24-28 February 2020
Budker Institute of Nuclear Physics
Asia/Novosibirsk timezone

The use of FPGA in drift chambers for data transfer rate reduction

Not scheduled
20m
Budker Institute of Nuclear Physics

Budker Institute of Nuclear Physics

11, akademika Lavrentieva prospect, Novosibirsk, Russia
Board: 93
Poster Electronics, Trigger and Data Acquisition

Speaker

Mr Gianluigi Chiarello (INFN Roma1)

Description

The widespread use in drift chambers of light helium-based gas mixtures is aimed at minimizing the multiple scattering contribution to the momentum measurement for low momentum particles. However, because of the limited number of ionization clusters produced, these gas mixtures introduce a substantial bias in the impact parameter estimate, particularly for short impact parameters and small drift cells.

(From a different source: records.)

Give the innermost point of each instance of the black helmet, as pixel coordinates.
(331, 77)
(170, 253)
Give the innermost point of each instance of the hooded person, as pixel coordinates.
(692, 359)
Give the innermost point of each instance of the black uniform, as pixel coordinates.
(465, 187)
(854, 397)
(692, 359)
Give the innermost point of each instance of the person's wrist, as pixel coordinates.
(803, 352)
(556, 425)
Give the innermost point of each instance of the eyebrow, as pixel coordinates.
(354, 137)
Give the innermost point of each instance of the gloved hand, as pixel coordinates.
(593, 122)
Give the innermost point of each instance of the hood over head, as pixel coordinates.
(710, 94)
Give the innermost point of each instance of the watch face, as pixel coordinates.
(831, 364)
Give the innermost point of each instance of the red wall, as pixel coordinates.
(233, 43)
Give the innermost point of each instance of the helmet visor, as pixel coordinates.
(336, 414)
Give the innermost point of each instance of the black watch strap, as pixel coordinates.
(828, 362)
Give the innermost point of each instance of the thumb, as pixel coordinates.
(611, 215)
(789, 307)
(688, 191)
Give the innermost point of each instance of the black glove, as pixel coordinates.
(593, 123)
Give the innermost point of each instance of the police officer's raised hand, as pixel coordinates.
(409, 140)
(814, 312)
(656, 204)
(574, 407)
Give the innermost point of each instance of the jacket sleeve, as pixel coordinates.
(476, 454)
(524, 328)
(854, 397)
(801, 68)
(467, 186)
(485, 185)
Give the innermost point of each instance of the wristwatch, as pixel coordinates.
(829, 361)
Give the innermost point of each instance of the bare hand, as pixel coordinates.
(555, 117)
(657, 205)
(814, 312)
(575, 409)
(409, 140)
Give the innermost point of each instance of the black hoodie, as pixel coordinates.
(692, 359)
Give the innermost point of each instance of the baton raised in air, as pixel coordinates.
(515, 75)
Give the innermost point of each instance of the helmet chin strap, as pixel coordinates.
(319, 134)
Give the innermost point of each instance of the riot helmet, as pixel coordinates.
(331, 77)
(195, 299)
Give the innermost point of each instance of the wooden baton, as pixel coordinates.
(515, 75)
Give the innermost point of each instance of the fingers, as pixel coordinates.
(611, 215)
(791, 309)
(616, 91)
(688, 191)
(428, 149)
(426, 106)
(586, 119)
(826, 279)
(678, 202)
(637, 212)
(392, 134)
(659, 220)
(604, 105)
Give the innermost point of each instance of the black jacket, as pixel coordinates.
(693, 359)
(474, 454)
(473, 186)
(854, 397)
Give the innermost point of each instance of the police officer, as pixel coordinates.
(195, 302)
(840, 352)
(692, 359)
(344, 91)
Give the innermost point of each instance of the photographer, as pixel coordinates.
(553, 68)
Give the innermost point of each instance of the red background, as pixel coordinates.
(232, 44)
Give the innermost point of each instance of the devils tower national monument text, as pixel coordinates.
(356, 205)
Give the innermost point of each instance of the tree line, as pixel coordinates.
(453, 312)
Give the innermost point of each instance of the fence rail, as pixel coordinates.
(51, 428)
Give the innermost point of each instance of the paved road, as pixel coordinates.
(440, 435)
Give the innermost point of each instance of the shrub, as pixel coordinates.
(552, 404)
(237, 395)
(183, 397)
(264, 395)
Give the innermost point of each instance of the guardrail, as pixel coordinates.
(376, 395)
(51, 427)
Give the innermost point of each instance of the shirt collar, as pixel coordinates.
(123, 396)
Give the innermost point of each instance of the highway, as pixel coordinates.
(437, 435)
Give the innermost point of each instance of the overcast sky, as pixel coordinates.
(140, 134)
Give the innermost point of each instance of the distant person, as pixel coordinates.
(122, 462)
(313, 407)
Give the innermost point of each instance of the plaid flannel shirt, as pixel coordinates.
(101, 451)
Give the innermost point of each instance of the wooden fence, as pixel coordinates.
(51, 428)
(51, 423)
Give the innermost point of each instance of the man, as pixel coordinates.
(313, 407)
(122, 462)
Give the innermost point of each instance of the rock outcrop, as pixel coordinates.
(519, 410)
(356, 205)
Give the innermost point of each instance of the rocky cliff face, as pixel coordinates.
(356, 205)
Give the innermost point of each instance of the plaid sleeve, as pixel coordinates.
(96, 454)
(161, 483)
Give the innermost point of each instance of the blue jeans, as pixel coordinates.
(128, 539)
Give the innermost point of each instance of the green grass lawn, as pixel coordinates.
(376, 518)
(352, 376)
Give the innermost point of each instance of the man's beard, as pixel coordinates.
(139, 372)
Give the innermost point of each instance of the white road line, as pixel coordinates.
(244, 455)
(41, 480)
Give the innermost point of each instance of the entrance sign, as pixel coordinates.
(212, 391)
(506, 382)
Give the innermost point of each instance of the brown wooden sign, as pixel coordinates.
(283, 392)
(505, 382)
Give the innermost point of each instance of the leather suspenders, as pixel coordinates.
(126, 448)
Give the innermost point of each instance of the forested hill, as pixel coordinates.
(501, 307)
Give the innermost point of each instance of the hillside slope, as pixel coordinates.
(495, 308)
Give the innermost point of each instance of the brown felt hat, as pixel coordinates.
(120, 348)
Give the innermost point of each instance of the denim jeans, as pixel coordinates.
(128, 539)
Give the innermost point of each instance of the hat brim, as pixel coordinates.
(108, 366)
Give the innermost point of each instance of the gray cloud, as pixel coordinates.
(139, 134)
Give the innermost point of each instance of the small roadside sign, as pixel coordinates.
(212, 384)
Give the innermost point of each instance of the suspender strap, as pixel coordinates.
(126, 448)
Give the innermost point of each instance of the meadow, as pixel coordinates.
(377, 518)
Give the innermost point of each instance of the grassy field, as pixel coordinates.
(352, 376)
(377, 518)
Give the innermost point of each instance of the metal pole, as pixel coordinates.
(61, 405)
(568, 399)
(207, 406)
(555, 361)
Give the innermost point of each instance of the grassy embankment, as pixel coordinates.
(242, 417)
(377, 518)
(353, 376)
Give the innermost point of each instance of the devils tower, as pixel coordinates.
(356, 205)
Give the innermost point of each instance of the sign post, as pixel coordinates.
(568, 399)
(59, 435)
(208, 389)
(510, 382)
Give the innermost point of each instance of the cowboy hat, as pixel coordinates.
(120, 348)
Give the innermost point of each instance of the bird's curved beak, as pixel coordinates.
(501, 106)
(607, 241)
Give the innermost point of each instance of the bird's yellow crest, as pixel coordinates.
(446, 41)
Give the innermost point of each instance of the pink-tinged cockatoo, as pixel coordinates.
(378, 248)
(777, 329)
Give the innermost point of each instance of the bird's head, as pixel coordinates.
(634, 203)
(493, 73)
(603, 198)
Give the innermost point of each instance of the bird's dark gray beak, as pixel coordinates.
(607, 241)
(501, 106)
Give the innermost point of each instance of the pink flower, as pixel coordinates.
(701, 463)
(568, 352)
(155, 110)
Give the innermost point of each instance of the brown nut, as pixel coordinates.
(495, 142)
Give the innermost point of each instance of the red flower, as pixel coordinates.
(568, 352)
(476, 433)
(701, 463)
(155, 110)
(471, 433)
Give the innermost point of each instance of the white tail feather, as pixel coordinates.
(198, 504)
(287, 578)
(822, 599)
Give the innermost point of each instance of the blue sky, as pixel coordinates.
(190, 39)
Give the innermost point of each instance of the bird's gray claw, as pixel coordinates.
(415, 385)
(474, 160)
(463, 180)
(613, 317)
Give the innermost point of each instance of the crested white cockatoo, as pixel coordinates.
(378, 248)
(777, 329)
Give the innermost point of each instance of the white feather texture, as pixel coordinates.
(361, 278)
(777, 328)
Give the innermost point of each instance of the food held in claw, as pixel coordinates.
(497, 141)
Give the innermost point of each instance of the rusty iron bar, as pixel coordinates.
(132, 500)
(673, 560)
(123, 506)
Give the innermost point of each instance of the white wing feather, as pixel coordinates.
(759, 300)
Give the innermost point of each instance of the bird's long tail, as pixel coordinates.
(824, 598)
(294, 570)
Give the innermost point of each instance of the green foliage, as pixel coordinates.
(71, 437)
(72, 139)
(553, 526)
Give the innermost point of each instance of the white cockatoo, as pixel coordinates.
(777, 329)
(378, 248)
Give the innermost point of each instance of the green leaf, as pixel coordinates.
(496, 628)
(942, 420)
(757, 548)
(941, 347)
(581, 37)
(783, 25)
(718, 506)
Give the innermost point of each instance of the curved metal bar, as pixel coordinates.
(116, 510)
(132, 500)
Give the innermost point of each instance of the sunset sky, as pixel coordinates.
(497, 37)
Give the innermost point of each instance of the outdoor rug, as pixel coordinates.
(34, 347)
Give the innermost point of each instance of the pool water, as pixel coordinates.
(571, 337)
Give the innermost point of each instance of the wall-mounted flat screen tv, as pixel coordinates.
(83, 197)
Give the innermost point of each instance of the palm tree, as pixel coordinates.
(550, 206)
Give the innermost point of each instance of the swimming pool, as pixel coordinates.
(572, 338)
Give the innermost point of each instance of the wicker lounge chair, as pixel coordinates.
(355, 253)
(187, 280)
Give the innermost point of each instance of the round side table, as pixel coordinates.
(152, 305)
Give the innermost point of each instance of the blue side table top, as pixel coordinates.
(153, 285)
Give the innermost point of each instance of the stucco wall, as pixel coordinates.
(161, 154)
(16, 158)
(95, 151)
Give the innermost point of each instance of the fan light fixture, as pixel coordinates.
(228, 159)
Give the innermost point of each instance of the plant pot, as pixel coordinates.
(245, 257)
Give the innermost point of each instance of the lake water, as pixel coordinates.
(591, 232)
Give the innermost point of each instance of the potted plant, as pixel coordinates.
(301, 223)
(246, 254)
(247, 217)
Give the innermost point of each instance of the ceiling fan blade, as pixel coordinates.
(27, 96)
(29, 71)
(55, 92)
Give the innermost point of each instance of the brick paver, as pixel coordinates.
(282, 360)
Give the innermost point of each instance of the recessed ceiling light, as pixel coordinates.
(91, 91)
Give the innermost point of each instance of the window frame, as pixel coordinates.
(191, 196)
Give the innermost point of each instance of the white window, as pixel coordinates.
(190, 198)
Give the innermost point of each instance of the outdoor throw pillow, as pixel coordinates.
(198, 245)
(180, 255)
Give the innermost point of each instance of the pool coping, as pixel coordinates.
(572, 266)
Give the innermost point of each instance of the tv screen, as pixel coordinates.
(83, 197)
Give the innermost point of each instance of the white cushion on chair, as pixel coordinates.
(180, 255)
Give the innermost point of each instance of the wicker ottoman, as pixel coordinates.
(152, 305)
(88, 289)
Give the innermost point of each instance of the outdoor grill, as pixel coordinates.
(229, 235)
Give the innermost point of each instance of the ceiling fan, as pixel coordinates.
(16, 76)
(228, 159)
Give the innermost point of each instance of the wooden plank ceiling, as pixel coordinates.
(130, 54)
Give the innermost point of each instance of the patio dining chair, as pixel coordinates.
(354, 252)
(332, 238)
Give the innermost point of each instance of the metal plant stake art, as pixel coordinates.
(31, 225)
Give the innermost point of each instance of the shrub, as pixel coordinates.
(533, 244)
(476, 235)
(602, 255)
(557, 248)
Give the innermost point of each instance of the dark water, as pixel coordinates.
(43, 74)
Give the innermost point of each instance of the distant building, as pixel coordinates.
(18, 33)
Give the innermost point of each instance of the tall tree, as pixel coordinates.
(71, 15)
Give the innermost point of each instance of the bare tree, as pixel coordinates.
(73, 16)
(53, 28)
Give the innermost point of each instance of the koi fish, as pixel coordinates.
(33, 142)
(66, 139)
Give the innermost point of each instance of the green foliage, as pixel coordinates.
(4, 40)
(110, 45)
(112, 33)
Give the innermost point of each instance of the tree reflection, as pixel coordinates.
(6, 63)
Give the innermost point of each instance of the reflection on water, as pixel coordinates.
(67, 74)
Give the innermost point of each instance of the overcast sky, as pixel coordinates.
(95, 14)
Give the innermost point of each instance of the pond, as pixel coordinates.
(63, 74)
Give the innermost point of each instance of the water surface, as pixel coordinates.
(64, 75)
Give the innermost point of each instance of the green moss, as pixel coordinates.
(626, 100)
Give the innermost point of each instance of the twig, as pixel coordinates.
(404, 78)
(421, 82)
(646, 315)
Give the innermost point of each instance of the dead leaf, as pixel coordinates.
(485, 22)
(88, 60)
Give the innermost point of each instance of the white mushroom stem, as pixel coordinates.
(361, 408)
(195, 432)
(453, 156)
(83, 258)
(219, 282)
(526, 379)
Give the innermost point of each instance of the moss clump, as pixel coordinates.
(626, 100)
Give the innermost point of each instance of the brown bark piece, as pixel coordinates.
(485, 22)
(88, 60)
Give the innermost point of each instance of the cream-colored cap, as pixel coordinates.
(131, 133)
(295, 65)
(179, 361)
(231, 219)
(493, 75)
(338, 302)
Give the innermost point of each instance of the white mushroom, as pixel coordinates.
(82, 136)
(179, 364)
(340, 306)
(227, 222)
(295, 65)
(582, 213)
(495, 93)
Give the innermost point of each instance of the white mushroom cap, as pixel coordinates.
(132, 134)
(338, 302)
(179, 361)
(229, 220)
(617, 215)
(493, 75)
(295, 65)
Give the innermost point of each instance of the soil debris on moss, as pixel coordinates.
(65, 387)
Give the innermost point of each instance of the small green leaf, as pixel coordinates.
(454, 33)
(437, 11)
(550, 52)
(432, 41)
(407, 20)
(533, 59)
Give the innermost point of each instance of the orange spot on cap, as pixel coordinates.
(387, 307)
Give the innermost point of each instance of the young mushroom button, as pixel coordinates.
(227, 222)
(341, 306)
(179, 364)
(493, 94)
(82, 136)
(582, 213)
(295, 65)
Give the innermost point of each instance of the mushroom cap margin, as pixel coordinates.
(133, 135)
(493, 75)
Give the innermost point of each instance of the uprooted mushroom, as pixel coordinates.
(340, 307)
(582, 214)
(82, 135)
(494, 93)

Recently, an alternative impact parameter reconstruction technique (Cluster Timing) has been proposed, which consists in using, with statistical considerations, the distribution of the drift times of all individual ionization clusters, to reduce the bias and, consequently, to improve the spatial resolution. An efficient application of Cluster Timing techniques requires converting the sense wire signals from analog to digital, with at least 10 to 12 bits resolutions at sampling frequencies of at least 1-2 GSa/s. These constraints, together with the maximum drift time, of the order of several hundred nanoseconds, and with the large number of acquisition channels, typically of the order of tens of thousand in modern drift chambers at colliders, may require data transfer rates of the order of TB/s and, therefore, impose sizeable data reduction techniques. The amplitudes and the drift times of the peaks associated to the individual ionization clusters identified in the wire signal constitute the essential amount of data to be processed, transferred and stored and, to this purpose, fast readout algorithms, implemented within FPGA’s and executed in real time represent an attractive solution. The CluTim algorithm, described here, identifies in real-time the peaks corresponding to the different ionization cluster, stores each peak amplitude and time in an internal memory and sends the stored data to an external device when a specific trigger signal occurs. Such a quasi-on-line procedure results in data reduction factors of almost two orders of magnitude with respect to the raw digitized data. A hardware test of such an application is illustrated with the details of the applied algorithm.

Primary author

Mr Gianluigi Chiarello (INFN Roma1)

Co-authors

Dr Francesco Grancagnolo (INFN) Dr Giovanni Francesco Tassielli (INFN Lecce & University of Salento) Giuseppe Cocciolo (Università del Salento and INFN Lecce) Prof. Marco Panareo (INFN - Lecce)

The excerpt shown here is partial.